This project implement neural based classifiers for gender classification from audio files
RNN models and CNN models are implemented and compared
Requirements needed can be found in requirements.txt
It is recommended to set up a new Anaconda environment or python virtual env and install the required requirements.
For training and validation, We have used TIMIT dataset and the 100 hr subset of LibriSpeech Dataset.
To Download The data:
- TIMIT: https://goo.gl/l0sPwz
- 100 hr Subset LibriSpeech: https://www.openslr.org/resources/12/train-clean-100.tar.gz
Mel-frequency cepstrum (MFCCs) are calculated for each frame of the data audio files
To extract mfcc files, modify the Datasets paths and mfccs_path in config.json
Output Mfccs will be saved in "mfccs_path"
Then run the command python train.py
It is expected for the paths to be passed to be structured as follow
.
├── ...
└─archive ##TIMIT_path
├── PHONCODE.DOC
├── PROMPTS.TXT
├── README.DOC
├── SPKRINFO.TXT
├── SPKRSENT.TXT
├── test_data.csv
├── TESTSET.DOC
├── TIMITDIC.DOC
├── TIMITDIC.TXT
├── train_data.csv
└── data
├── TEST
└── TRAIN
...
.
└─── LibriSpeech #LibriSpeech Path
├──BOOKS.TXT
├──CHAPTERS.TXT
├──LICENSE.TXT
├──README.TXT
├──SPEAKERS.TXT
└──train-clean-100 ...
Modify the needed hyper parameters in config.json
file, you can modify files Sampling Rate, Learning Rate, Number of epochs, and other parameters
You can also choose the model type RNN or CNN by setting the parameter network_type
This is an example of config.json
{
"out_path": "out/",
"mfccs_path": "/data/datasets/mfccs",
"TIMIT_path" : "/data/datasets/archive",
"LIBRI_path" : "/data/datasets/train-clean-100/LibriSpeech",
"test_model_path" : "/data/gender_classifier/out/CNN_model_3800Steps.pt",
"SR" : 16000,
"n_mfccs" : 20,
"max_mfcc_len" : 250,
"batch_size": 64,
"data_shuffle": true,
"train_percent": 0.8,
"test_percent": 0.1,
"val_percent": 0.1,
"network_type": "CNN",
"learning_rate": 0.001,
"max_epochs": 100,
"log_interval": 10,
"save_checkpoint_path" : "out/",
"save_checkpoint_interval" : 200
}
You can run training by running the script python train.py
Output to monitor losses and accuracies will be written in the terminal, and a tensorboard log out will be saved in out_path
you can run python evaluate.py
to evaluate and calculate the prediction metrics for the model on test set.

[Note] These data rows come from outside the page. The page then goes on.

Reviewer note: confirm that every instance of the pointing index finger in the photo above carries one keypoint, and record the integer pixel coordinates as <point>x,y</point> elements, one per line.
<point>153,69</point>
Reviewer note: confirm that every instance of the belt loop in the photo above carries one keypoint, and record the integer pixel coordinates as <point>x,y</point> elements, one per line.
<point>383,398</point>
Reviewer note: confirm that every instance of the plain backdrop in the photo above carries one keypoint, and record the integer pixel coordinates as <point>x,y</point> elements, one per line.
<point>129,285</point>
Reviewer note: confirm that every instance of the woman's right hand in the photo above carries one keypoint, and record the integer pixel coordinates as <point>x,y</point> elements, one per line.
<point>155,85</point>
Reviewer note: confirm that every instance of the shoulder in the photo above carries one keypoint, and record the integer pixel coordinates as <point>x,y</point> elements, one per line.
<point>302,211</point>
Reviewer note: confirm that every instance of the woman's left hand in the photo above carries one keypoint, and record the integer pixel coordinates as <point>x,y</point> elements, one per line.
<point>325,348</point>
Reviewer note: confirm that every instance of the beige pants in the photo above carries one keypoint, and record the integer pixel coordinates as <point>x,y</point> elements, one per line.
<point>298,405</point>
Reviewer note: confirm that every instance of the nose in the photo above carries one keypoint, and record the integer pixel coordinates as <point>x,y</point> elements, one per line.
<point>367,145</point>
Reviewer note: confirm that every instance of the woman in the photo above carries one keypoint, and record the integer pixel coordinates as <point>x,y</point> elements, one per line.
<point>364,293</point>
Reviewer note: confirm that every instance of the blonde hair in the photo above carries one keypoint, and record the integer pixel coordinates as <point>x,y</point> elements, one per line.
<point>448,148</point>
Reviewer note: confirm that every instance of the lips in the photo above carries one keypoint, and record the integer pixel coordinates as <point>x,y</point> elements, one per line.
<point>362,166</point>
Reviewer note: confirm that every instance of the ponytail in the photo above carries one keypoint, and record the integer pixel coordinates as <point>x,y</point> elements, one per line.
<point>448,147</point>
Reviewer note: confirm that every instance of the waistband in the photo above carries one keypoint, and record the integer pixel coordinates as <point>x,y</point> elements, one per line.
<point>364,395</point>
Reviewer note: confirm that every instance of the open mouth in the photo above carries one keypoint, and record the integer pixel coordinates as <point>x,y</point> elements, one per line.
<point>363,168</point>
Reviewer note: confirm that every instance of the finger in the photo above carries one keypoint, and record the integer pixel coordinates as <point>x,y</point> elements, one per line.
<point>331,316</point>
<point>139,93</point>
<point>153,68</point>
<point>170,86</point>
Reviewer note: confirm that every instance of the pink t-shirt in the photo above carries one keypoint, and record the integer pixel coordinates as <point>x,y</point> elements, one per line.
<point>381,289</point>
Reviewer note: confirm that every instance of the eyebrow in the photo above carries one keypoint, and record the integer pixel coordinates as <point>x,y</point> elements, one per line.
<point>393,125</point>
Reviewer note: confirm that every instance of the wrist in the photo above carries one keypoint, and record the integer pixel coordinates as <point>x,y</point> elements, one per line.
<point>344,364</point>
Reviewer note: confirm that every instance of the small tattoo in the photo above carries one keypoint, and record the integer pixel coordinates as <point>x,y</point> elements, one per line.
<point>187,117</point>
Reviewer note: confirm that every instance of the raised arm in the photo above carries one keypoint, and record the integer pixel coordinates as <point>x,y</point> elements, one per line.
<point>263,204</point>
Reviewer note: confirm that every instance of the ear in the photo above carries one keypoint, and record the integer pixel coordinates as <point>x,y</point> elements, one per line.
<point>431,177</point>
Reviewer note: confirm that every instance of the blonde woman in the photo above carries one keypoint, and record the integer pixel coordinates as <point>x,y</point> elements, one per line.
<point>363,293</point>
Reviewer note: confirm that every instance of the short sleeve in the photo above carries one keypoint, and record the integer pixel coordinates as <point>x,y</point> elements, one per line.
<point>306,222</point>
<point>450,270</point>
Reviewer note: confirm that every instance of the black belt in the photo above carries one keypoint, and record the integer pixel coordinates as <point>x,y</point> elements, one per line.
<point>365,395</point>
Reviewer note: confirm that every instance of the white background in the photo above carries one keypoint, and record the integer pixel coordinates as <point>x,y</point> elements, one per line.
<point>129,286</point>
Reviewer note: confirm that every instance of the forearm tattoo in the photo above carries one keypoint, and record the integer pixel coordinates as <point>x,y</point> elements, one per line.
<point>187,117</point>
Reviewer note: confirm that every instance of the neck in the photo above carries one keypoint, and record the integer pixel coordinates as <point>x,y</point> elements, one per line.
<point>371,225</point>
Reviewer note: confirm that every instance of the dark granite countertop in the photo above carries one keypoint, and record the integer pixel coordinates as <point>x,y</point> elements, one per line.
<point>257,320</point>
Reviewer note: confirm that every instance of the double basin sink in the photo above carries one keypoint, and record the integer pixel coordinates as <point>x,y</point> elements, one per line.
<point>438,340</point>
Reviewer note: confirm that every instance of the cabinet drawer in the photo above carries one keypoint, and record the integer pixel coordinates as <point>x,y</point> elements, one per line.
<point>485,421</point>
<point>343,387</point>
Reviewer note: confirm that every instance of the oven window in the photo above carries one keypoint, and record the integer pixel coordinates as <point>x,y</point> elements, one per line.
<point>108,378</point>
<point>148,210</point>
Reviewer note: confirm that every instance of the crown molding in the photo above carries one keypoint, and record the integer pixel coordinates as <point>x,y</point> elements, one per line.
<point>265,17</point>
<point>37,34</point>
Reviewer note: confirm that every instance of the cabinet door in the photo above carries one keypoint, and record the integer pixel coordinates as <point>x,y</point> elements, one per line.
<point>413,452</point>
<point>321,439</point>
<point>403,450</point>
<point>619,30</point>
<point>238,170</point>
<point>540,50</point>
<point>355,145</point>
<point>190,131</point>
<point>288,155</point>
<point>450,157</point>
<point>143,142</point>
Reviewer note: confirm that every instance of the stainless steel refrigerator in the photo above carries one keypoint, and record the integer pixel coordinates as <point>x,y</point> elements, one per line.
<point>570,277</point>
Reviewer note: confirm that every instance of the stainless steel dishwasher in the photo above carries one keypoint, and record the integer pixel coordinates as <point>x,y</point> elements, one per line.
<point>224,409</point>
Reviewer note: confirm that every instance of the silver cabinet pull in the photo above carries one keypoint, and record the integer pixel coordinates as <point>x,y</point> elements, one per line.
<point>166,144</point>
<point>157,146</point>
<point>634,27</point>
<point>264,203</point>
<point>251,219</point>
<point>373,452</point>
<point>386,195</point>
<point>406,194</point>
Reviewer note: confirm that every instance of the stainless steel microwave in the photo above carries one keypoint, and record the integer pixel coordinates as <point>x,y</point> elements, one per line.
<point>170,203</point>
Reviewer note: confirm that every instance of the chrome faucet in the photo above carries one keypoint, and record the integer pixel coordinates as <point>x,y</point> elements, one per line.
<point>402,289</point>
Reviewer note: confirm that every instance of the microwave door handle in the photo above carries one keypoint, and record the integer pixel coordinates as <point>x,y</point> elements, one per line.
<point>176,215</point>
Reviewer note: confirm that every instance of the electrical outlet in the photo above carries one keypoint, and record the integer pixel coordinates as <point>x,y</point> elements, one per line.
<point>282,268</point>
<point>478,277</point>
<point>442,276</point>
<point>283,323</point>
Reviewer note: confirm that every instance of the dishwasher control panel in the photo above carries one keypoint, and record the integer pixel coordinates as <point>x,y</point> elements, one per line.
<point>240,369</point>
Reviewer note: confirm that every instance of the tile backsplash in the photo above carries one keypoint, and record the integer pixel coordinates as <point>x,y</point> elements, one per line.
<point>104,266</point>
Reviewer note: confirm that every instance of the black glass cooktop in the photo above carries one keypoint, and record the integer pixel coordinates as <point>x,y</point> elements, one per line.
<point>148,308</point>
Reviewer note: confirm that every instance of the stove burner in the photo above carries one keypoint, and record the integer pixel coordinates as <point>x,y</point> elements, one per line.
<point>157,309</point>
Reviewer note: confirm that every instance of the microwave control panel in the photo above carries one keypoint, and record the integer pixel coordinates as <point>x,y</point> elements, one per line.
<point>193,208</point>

To evaluate a model, specify the "test_model_path" and "network_type" in the config.json
. The test model path is the path of the model to load and run testing with
you can use a checkpoint of a trained model to genrate prediction for a file by running the command
python infer.py <audio file path>
python infer.py /data/test_wavs/out.wav
You have to specify the inference model path in the config.json file
you can download the best performing model from this link "https://drive.google.com/file/d/1cMynQeKceuEMHVZRf7CV2t_1cjr0cCHB/view?usp=sharing"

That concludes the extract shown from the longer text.